I would then carve out certain standing exceptions to the rule requiring Parliamentary authorisation. For the purposes of the legislation, service beyond the territorial limits of Australia would not include service:
- pursuant to their temporary attachment to the defence force of another country
- as part of a United Nations Security Council authorised peacekeeping force
- for the provision of humanitarian assistance following a natural disaster
- as part of an Australian diplomatic or consular mission
- on an Australian vessel or aircraft not engaged in hostilities, or in operations during which hostilities are likely to occur
- for the purpose of their education or training
- for purposes related to the procurement of equipment and stores
Regarding the deployments for which authorisation is required, it is fundamental to the purpose of the legislation that Parliament be put in a position to make an informed decision. Accordingly, the legislation would provide that prior to any resolution being put to the vote, the Prime Minister and the Leader of the Government in the Senate would table in their respective houses a document which sets out the reasons for the proposed deployment, the end-state that the deployment is intended to achieve (what success would look like), the expected geographical extent of the proposed deployment, the expected duration, the number of ADF members to be deployed, and the expected cost.
The document should also contain the Government’s best estimates of impacts, and means of mitigating them or making restoration: humanitarian impacts, environmental and human security impacts, and the likely impacts on ADF personnel themselves.
The Government’s advice to the two Houses would be required to include:
- An unclassified report prepared by a Joint Committee of the Parliament that is able to receive classified information, advising the Parliament on the matters noted above, including advice from relevant humanitarian agencies regarding humanitarian impacts.
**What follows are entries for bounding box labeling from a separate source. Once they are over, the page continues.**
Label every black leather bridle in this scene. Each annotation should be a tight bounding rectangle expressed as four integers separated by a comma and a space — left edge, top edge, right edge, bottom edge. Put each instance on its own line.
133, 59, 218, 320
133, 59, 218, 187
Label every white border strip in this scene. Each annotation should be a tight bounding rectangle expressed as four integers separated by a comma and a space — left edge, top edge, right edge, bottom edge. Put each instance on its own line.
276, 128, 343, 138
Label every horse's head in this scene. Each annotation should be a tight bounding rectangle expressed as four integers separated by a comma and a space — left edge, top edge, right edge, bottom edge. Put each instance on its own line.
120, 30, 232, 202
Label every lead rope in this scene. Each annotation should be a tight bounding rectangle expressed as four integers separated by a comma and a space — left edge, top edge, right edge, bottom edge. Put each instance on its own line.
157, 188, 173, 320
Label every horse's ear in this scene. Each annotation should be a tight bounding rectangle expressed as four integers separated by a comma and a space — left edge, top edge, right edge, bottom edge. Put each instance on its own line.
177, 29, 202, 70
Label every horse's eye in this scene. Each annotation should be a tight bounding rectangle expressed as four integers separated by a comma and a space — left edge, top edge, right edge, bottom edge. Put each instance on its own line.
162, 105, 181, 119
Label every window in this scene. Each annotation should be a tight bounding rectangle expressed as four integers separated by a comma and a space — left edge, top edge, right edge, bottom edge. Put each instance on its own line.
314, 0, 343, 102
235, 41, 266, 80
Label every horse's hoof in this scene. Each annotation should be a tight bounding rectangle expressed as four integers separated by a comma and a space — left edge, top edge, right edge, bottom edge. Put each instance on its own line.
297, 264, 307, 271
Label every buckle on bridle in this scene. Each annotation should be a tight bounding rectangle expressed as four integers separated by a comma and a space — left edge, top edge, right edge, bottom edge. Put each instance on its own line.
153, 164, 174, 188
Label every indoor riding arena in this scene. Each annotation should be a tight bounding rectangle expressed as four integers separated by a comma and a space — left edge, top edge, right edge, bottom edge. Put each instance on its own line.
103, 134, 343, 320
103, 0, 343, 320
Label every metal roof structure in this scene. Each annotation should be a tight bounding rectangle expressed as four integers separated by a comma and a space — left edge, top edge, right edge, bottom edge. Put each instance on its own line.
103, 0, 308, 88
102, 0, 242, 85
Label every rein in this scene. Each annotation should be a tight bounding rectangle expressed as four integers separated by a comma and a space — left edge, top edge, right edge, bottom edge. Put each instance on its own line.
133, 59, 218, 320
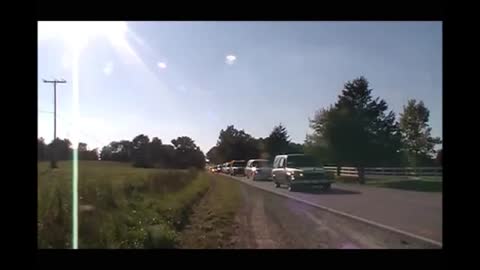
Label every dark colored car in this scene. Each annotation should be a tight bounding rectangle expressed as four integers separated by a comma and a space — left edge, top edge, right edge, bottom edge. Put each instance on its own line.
272, 154, 333, 191
229, 160, 247, 175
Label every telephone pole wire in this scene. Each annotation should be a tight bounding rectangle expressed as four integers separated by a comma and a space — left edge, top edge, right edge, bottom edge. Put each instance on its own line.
43, 79, 67, 169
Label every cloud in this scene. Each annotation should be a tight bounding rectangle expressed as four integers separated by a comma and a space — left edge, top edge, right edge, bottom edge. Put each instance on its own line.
225, 54, 237, 65
157, 62, 167, 69
103, 62, 113, 76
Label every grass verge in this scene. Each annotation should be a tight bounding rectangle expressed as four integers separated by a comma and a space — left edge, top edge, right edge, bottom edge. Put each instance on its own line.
37, 161, 209, 248
179, 174, 241, 249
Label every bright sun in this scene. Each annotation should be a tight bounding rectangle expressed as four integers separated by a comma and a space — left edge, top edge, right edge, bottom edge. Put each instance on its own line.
38, 21, 129, 50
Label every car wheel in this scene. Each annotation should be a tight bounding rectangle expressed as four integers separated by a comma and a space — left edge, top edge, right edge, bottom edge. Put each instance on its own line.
322, 184, 332, 191
287, 183, 296, 191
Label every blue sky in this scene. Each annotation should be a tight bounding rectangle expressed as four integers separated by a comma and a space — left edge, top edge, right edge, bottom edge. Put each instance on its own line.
38, 22, 442, 152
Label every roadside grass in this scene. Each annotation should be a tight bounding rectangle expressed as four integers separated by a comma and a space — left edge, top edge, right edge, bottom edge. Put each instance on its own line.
180, 174, 241, 249
37, 161, 209, 248
335, 176, 443, 192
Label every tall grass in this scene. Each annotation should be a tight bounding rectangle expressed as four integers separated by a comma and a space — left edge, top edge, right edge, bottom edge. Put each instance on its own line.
38, 161, 209, 248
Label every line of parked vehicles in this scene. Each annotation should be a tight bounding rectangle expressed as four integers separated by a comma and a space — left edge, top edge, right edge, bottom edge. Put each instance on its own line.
210, 154, 333, 191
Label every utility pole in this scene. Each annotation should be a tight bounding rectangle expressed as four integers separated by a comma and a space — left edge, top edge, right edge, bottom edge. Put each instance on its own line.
43, 79, 67, 169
This process would ensure that Parliament has access both to the Government’s official assessments – a useful accountability measure – and a cross-party assessment.
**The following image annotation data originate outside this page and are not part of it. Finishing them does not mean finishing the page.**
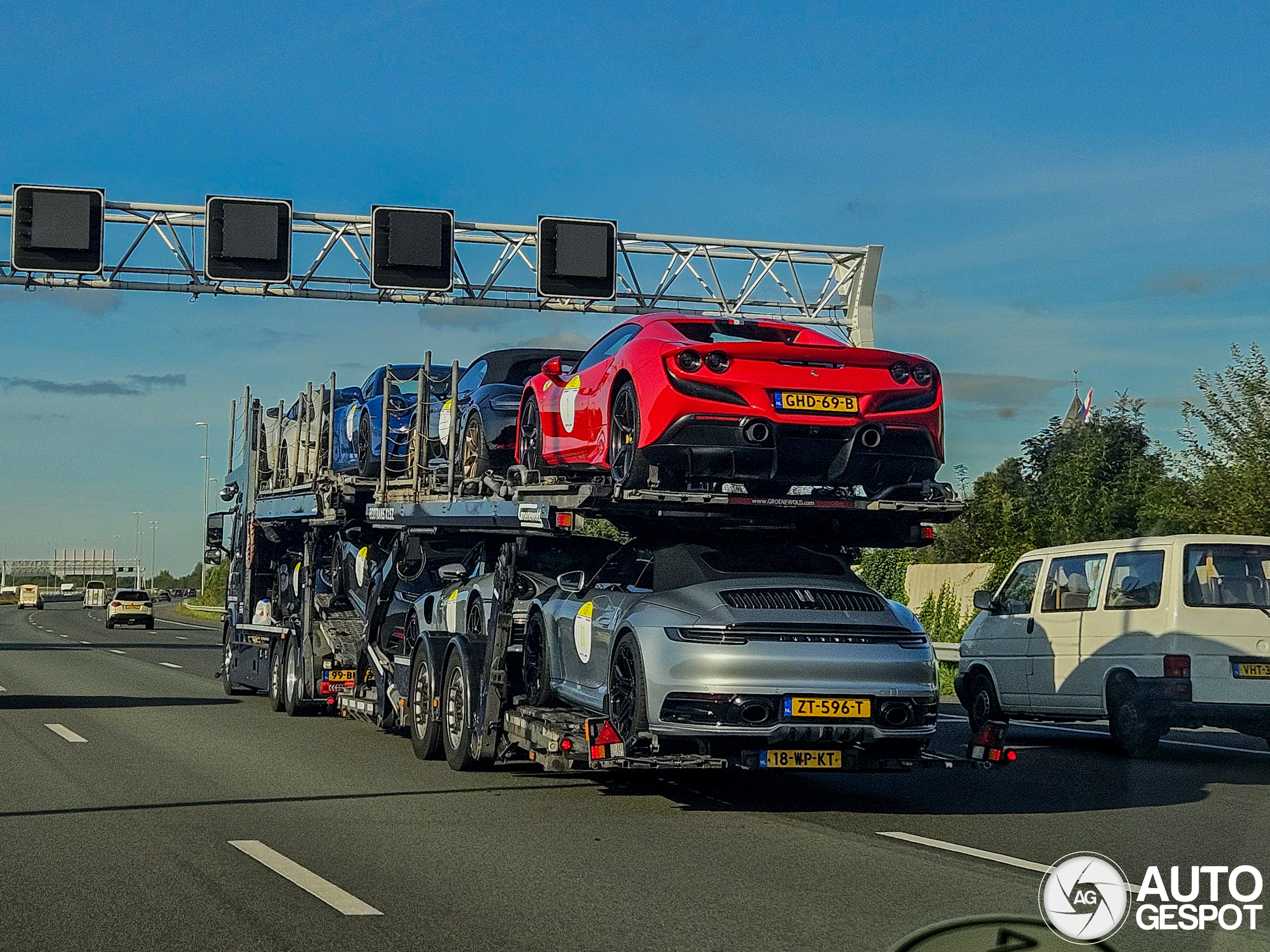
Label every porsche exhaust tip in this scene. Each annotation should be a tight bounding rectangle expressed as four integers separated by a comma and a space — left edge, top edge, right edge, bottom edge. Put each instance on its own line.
740, 420, 772, 443
857, 422, 883, 449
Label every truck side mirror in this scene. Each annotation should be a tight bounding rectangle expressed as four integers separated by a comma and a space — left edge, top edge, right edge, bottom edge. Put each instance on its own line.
556, 569, 587, 595
203, 513, 225, 549
437, 562, 467, 581
542, 357, 564, 381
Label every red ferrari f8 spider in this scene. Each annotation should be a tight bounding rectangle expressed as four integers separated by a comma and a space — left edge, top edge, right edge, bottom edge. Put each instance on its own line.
517, 313, 944, 495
- Jointly written advice from the Attorney-General and Solicitor-General on the legality of the proposed military operations under international law and Australian domestic law. In the event that the Attorney-General and the Solicitor-General are unable to agree, the advice from each should be tabled, with an exposition of the points of law at issue.
In the event of an emergency which renders it inexpedient for the required Parliamentary resolutions to be obtained the Governor-General, after receiving a written report from the Prime Minister advising on the matters at noted above – including the legal advice – may by Proclamation declare that an emergency exists, and the ADF could be deployed in accordance with that Proclamation. The legislation would require that the Proclamation and the Prime Minister’s advice be published within 24 hours, and laid before each House within 48 hours. If it is proposed that the operation continues beyond 30 days from the date of the Proclamation, authorisation would have to be obtained in accordance with the normal procedures set down in the legislation.
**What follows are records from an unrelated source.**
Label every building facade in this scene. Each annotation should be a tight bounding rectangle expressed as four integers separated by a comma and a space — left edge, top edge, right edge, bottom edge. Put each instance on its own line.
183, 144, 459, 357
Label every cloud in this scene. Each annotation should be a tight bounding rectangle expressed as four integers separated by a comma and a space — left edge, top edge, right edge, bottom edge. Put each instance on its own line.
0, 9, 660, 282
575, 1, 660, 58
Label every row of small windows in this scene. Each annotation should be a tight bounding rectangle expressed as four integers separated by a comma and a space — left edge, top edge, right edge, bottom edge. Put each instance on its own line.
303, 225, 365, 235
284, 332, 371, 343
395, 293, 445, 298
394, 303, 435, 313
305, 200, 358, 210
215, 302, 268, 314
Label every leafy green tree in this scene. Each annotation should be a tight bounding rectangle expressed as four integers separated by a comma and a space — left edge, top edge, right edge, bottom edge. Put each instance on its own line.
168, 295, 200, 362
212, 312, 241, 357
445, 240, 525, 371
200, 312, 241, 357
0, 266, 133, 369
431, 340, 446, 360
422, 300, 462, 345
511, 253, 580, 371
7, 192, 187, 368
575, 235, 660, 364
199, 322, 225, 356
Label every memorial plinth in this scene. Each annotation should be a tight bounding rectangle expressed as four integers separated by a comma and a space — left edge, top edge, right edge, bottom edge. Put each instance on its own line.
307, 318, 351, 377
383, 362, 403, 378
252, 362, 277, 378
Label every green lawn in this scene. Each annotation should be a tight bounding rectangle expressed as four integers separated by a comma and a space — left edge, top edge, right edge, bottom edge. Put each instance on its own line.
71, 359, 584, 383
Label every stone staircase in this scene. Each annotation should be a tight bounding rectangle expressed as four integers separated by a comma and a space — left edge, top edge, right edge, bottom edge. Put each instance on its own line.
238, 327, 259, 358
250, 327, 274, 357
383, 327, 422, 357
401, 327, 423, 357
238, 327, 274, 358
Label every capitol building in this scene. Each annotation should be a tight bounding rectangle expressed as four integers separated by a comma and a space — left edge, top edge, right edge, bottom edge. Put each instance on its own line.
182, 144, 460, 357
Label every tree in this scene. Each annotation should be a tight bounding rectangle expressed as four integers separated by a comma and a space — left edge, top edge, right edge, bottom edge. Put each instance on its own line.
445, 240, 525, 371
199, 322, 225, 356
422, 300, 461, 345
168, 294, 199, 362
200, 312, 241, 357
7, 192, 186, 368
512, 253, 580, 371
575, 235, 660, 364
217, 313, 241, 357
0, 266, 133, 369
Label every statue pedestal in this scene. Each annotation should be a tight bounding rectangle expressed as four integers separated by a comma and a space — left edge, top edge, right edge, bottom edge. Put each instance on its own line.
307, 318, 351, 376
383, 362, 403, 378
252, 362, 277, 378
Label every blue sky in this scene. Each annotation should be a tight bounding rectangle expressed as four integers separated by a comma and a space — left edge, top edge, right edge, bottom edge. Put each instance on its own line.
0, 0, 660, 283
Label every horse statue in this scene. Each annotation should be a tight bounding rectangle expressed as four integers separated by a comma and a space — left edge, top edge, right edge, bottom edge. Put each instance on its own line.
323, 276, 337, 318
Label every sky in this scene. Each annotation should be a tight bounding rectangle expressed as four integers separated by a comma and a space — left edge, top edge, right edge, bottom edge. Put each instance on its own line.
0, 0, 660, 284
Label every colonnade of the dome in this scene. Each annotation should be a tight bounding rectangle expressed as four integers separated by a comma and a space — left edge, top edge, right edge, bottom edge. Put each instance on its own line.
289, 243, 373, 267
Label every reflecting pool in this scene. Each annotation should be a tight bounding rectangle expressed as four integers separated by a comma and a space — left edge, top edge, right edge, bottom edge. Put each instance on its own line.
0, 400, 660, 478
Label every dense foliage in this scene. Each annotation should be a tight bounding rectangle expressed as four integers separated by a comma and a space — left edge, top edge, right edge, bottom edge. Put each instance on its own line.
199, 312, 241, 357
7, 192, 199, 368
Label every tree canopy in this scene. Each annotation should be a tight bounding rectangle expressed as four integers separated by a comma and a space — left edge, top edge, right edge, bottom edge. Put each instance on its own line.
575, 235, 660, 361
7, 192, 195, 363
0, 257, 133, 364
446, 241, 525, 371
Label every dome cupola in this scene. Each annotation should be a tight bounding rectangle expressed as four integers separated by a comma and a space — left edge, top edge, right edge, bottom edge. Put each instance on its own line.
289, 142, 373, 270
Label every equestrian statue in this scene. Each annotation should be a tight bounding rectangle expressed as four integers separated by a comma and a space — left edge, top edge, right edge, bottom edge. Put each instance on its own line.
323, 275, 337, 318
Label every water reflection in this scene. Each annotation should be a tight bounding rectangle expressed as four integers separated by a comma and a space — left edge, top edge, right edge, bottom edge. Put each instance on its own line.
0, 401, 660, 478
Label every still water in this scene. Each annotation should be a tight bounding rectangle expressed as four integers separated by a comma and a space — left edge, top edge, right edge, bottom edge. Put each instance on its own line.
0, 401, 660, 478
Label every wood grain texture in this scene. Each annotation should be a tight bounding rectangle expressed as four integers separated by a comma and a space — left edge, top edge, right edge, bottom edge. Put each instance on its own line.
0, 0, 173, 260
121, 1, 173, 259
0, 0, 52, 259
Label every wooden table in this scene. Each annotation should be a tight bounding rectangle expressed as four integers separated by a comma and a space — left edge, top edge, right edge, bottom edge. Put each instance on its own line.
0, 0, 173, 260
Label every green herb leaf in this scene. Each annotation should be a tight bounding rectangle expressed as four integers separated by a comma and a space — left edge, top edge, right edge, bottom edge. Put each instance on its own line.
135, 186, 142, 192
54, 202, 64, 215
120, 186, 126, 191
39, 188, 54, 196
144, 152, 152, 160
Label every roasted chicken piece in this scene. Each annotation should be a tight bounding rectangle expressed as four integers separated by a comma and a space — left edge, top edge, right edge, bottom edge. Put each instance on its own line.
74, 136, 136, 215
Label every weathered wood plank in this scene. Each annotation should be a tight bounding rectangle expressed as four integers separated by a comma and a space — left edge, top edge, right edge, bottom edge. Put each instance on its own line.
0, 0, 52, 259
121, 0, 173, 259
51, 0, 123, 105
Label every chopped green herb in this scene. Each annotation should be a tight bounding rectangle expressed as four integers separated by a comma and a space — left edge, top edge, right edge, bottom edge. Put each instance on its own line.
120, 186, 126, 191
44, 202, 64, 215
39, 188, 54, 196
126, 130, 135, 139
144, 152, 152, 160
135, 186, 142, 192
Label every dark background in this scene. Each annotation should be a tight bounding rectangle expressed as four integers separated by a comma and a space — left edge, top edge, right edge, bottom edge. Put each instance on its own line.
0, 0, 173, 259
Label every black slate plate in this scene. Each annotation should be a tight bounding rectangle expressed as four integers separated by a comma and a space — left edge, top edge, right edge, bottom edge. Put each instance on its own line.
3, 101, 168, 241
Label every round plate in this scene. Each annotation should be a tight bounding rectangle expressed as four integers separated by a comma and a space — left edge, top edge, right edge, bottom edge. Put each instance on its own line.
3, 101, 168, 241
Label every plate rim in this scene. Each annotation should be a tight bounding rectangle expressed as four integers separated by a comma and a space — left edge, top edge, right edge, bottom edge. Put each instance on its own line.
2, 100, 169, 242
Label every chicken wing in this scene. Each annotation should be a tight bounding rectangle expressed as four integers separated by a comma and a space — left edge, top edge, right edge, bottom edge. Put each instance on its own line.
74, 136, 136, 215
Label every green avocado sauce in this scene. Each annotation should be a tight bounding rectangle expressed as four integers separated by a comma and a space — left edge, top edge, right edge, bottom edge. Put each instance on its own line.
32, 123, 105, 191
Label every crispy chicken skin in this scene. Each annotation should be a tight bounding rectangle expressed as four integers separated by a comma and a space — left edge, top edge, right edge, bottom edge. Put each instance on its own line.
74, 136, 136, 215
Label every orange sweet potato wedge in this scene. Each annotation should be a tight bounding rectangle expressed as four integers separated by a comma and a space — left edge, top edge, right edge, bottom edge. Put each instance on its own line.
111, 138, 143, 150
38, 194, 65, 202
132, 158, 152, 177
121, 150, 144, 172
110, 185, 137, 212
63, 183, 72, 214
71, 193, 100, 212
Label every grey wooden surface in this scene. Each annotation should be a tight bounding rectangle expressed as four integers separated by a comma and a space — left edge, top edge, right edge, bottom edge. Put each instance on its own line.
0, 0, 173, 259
While members of the Defence Force are serving beyond the territorial limits of Australia the Minister for Defence would be required to report regularly in writing to each House of the Parliament, commencing within 2 months after each deployment, including in the report information on the following:
- the status of each such deployment, including its legality, scope and anticipated duration;
- what efforts have been, are being, or are to be, made, to resolve the circumstances which required such deployment;
- whether there is any reason why the Parliament should not resolve to terminate such deployment.
If our deployment decisions were to be taken in accordance with a scheme such as the above, there would be much better prospects for sober decision-making which takes account of all the available information and expert opinion, both Parliament and public would be far better informed as to the reasons for the decision. By such means, we would hope in the future to avoid such catastrophes as Vietnam and the invasion of Iraq.
Paul Barratt AO is President of Australians for War Powers Reform. He is a former Secretary of the Department of Defence.